Pour circonscrire les risques de pénurie, les propositions fleurissent – des plus incitatives aux plus dirigistes. Jean-Luc Mélenchon (LFI) propose de « créer un pôle public du médicament » chargé de planifier la relocalisation, garantir l’approvisionnement de molécules stratégiques, contrôler le prix des produits et « communiquer sur leurs coûts réels ». Yannick Jadot souhaite lever les monopoles des productions essentielles lorsque la situation le nécessite. Pour Fabien Roussel, il est temps de « mettre l'industrie pharmaceutique sous tutelle », avec, là encore, un pôle public qui gérerait la production et la distribution des médicaments, « financé par la taxation de 1% sur le chiffre d'affaires des entreprises pharmaceutiques ».
À l'autre bout de l'échiquier, Marine Le Pen entend « libérer les PME des concurrences déloyales et des normes abusives » pour assurer leur implantation en France. Nicolas Dupont-Aignan pousse loin la contrainte en imposant aux labos de fabriquer « au moins 50 % du volume de leurs médicaments en France » sur une liste de principes actifs entrant dans la fabrication de médicaments stratégiques.
Relocaliser et réindustrialiser, mais comment ? « Cette discussion concrète n’a pas lieu chez les candidats », regrette la politologue Chloé Morin.

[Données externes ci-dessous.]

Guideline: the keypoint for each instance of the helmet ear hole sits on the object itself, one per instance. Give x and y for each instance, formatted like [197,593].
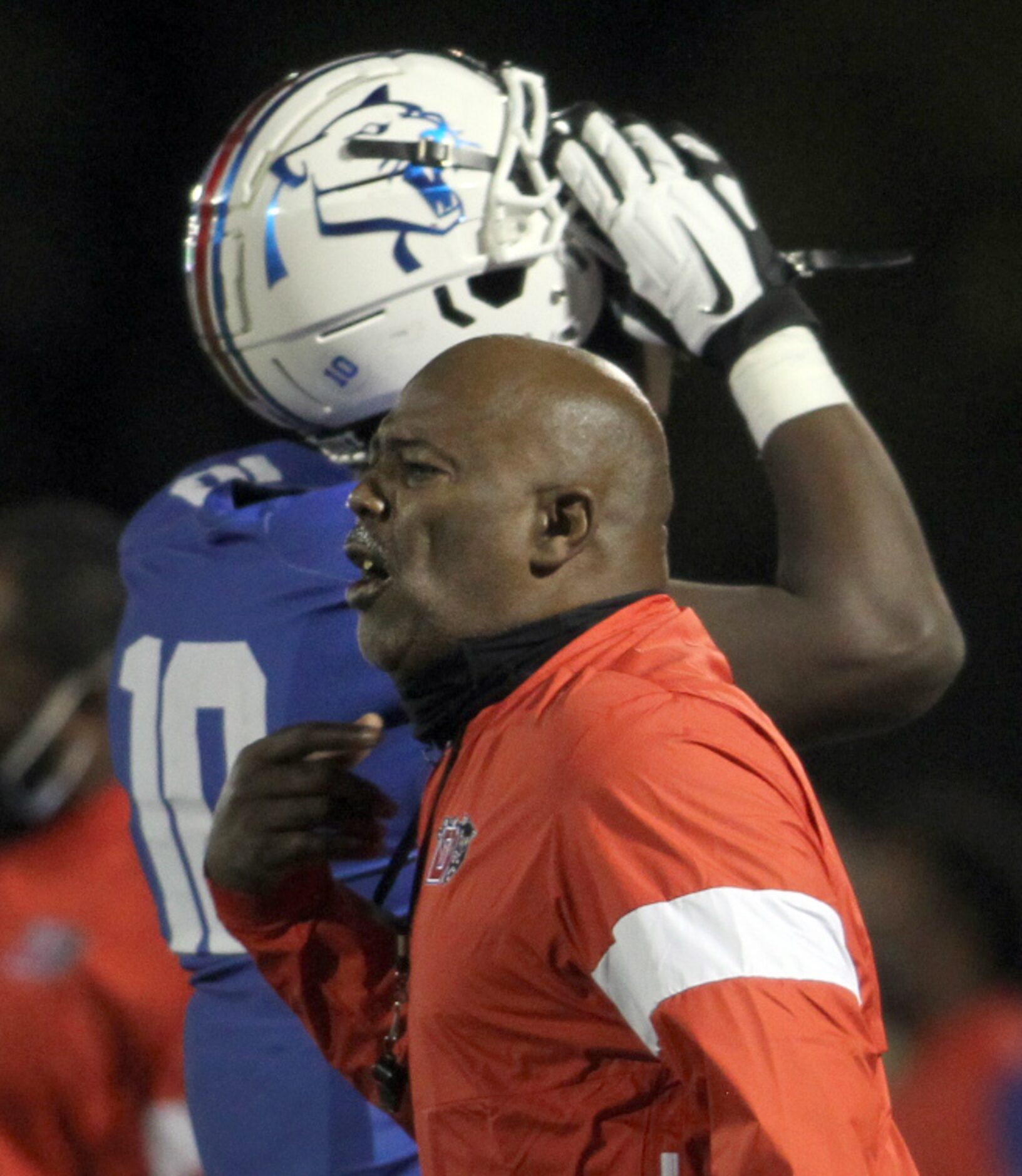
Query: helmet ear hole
[498,287]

Avec 270 sites pharmaceutiques de production dans l’Hexagone, « il est évident que les entreprises ne pourront pas tout produire en France », recadre l'économiste Nicolas Bouzou. Même prudence du côté de Florence Allouche : « Ce qu’on a délocalisé en Asie, c’est ce qu’on n’avait pas envie de produire en France, car c'est trop polluant ».
Liberté de prescription, nouveau slogan
Au-delà des enjeux de souveraineté, la question de l'accès financier aux médicaments est souvent abordée par le prisme de mesures radicales. Pour rendre toutes les thérapies accessibles, Jean-Luc Mélenchon recommande de « lever les brevets sur les médicaments et vaccins nécessaires à une réponse sanitaire urgente ». Nicolas Dupont-Aignan promet de relancer massivement la recherche publique « afin de soigner les maladies jugées financièrement non rentables par les laboratoires ». Enfin, plusieurs candidats se proposent de « rétablir » ou de « garantir » la liberté de prescription des médecins, qui serait aujourd'hui entravée.